Algorithms n stuff Flashcards
How does the Brute Foce pattern matching work?
It works by systematically checking every possible alignment of the pattern against the text.
1. Align the pattern with the beginning of the text.
2. Compare each character of the pattern with the corresponding character in the text from left to right
3. Repeat this process until:
* A match is found, or
* All possible alignments have been checked (i.e., until the pattern has been aligned with the last possible position in the text).
Time Complexity: O(m⋅n), where:
m is the length of the pattern.
n is the length of the text.
How does the Boyer-More pattern matching work?
T = “abcaccabc”
P = “abb”
The Boyer-Moore algorithm, comparisons are done right-to-left within the pattern P
T = a(0) b(1) c(2) a(3) c(4) c(5) a(6) b(7) c(8)
P = a(0) b(1) b(2)
first comparison:
P[2] = ‘b’
T[2] = ‘c’
Mismatch, and we don’t have any c’s in our pattern, move P past c(2)
Second comparsion:
P[2] = ‘b’
T[5] = ‘c’
Mismatch, and we don’t have any c’s in our pattern, move P past c(5)
Third comparison:
P[2] = ‘b’
T[8] = ‘c’
Mismatch, and we don’t have any c’s in our pattern and we’re at the end of T.
How does the Knuth-Morris-Pratt algorithm work?
The Knuth-Morris-Pratt (KMP) algorithm is a string-matching algorithm that avoids redundant comparisons by preprocessing the pattern to identify recurring sub-patterns. This allows the algorithm to shift the pattern efficiently without re-checking characters that have already matched.
Step 1: Preprocessing the Pattern
Construct a partial match table (or Failure function) for the pattern.
The table indicates the length of the longest prefix of the pattern that is also a suffix for each position in the pattern.
Step 2: Searching the Text
Compare the pattern with the text from left to right.
If there is a mismatch:
Use the prefix table to determine the next position in the pattern to continue the comparison, rather than starting from the beginning of the pattern.
If a match is found, continue searching for the next occurrence.
runs in 𝑂(𝑛)
How does the Suffix trie work?
› The strings in the collection S are all suffixes of a string X.
› Can simplify representation such that the label of a node is a pair (i, j) indicating X[i..j]

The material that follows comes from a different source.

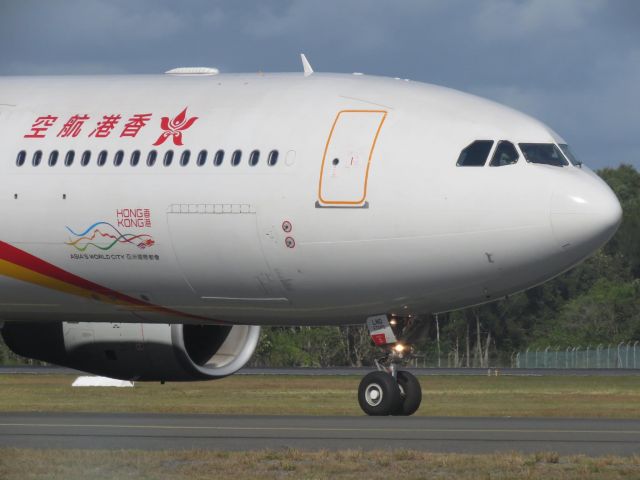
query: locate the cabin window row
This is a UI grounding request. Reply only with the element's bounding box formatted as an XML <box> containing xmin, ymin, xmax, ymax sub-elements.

› Add a special character $ that is not in the original alphabet to satisfy that a suffix is not a prefix of another suffix
Searching for a pattern is O(m)
How does the Huffman algorithm work?
› Construct a binary tree
› Each node except the root represent a bit in a code word
› Left child represent 0
› Right child represent 1
› Each external node v is associated with a specific character
› Let each of the d characters be a binary tree
› While there are more than one tree
› Merge the two trees with smallest frequencies
› Decoding
› Process the string from left to right. Start in the root, go left if there is a 0 and right if there is a 1
› When you end up in a leaf (external node), write down the corresponding character.
› Start again in the root
Example:
1010001000 - hei
How does the Travelling Salesperson problem (TSP)
work?
The Traveling Salesperson Problem (TSP) is a classic optimization problem in computer science and mathematics. It involves finding the shortest possible route that visits each city exactly once and returns to the starting city.
Given:
A set of n cities.
A distance (or cost) matrix that gives the distance between every pair of cities.
Objective:
Find the shortest route (or path) that visits each city exactly once and returns to the starting city.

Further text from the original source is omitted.